下丸子を出ると、静けさはすぐに景色にならず、濡れた路面や住宅地の門の向こうに薄く現れた。多摩川浅間神社の高台では、丸子橋と水面が視界の奥でつながり、空の明るさまで川に預けられているようだった。河川敷へ下りると、橋を渡る車の音と風が交互に近づき、開放感の中にも人の暮らしが残っていた。いったん小さなせせらぎ公園で歩みを緩め、そこから電車で多摩川台へ移った。亀甲山古墳のある樹林では、川の眺望が見えなくても、土地そのものの古さが静かに伝わってくる。田園調布せせらぎ公園では水と緑が住宅地のすぐそばに保たれ、最後の池上本門寺では坂と石段が旅の速度を決めた。帰り道に残ったのは名所の印象より、音が少しずつほどけていった順番だった。

この旅の足跡

  1. 多摩川浅間神社は川沿いの高台にあり、境内から丸子橋と水面を見渡せる。雨上がりなら街より先に空の明るさが映りそうで、最初の視点に選んだ。
  2. 丸子橋の河川敷は散歩やピクニックに使われる広がりがあり、橋の通過音と川の風が重なる。にぎわいの記録もあるため、静けさの濃淡を確かめたくなった。
  3. 矢口せせらぎ公園は多目的広場と築山、景石や藤棚を備えた小さな公園で、川から離れても水辺の気配をつなげられる。大きな景色の後の休憩に向いている。
  4. 多摩川台公園内の亀甲山古墳は、多摩川沿いの台地に残る大きな前方後円墳。木々の下を歩くと、川の眺望と古い地形が同じ場所に重なり、時間の厚みに驚く。

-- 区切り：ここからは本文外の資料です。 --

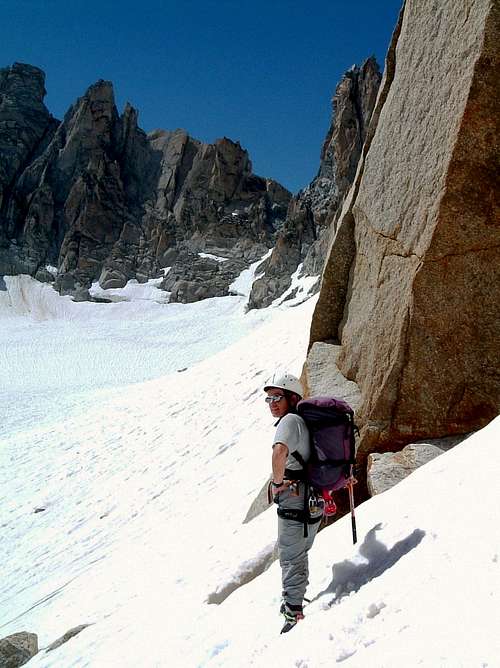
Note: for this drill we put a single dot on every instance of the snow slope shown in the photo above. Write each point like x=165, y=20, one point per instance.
x=145, y=475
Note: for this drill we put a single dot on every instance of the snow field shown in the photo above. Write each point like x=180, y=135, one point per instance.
x=145, y=486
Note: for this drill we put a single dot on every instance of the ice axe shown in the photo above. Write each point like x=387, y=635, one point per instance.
x=350, y=484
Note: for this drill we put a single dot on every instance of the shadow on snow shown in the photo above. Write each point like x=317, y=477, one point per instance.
x=350, y=577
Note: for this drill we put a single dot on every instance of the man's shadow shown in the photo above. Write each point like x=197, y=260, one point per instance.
x=350, y=577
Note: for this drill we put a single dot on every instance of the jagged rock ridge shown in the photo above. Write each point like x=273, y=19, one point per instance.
x=101, y=200
x=311, y=213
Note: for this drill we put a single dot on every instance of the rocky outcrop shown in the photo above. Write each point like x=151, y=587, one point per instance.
x=411, y=284
x=67, y=636
x=304, y=236
x=17, y=649
x=101, y=200
x=384, y=470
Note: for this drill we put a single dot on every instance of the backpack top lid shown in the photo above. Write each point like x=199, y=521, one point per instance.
x=324, y=402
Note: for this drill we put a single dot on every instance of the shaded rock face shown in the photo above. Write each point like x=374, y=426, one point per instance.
x=304, y=237
x=17, y=649
x=411, y=285
x=99, y=199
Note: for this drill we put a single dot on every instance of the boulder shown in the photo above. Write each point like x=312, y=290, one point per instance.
x=412, y=282
x=387, y=469
x=17, y=649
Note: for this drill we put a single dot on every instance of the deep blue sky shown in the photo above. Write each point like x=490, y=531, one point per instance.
x=260, y=72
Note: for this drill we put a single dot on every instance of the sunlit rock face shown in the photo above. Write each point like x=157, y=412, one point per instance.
x=99, y=199
x=412, y=282
x=311, y=213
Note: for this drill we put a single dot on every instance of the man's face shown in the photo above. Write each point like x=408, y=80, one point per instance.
x=278, y=408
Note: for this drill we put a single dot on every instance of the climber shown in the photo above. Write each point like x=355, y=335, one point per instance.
x=297, y=525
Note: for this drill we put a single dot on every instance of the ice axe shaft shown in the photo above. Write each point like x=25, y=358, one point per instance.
x=350, y=486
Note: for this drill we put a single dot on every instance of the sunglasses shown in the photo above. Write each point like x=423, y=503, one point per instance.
x=274, y=398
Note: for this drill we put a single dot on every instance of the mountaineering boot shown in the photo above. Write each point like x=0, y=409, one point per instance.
x=292, y=615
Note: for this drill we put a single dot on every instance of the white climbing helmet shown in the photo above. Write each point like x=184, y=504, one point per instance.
x=285, y=381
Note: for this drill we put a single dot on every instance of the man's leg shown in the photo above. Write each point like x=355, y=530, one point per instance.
x=293, y=549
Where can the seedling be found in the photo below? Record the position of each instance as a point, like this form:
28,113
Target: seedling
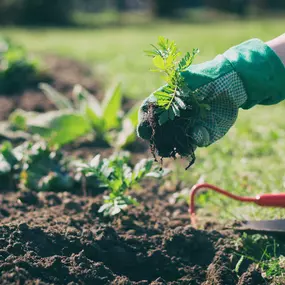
34,166
84,115
118,176
176,107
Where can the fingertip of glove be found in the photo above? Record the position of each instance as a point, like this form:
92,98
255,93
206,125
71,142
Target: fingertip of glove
144,131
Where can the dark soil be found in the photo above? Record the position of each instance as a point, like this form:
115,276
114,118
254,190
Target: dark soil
59,238
63,74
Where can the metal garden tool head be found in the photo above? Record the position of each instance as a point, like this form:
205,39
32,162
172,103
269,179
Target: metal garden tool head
264,200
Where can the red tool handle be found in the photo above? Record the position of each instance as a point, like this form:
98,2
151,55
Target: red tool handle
271,200
265,200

  5. 田園調布せせらぎ公園は、旧遊園地とテニスクラブの土地を整えた、水と緑に囲まれた公園。整った住宅地のそばに豊かな自然が残ることが意外で、園路の速度が自然に落ちる。
  6. 池上本門寺の五重塔は高台の境内に残る大田区の歴史景観で、街から上る道そのものが印象に残る。最後に大きな建物ではなく、石段の足音を持ち帰りたい。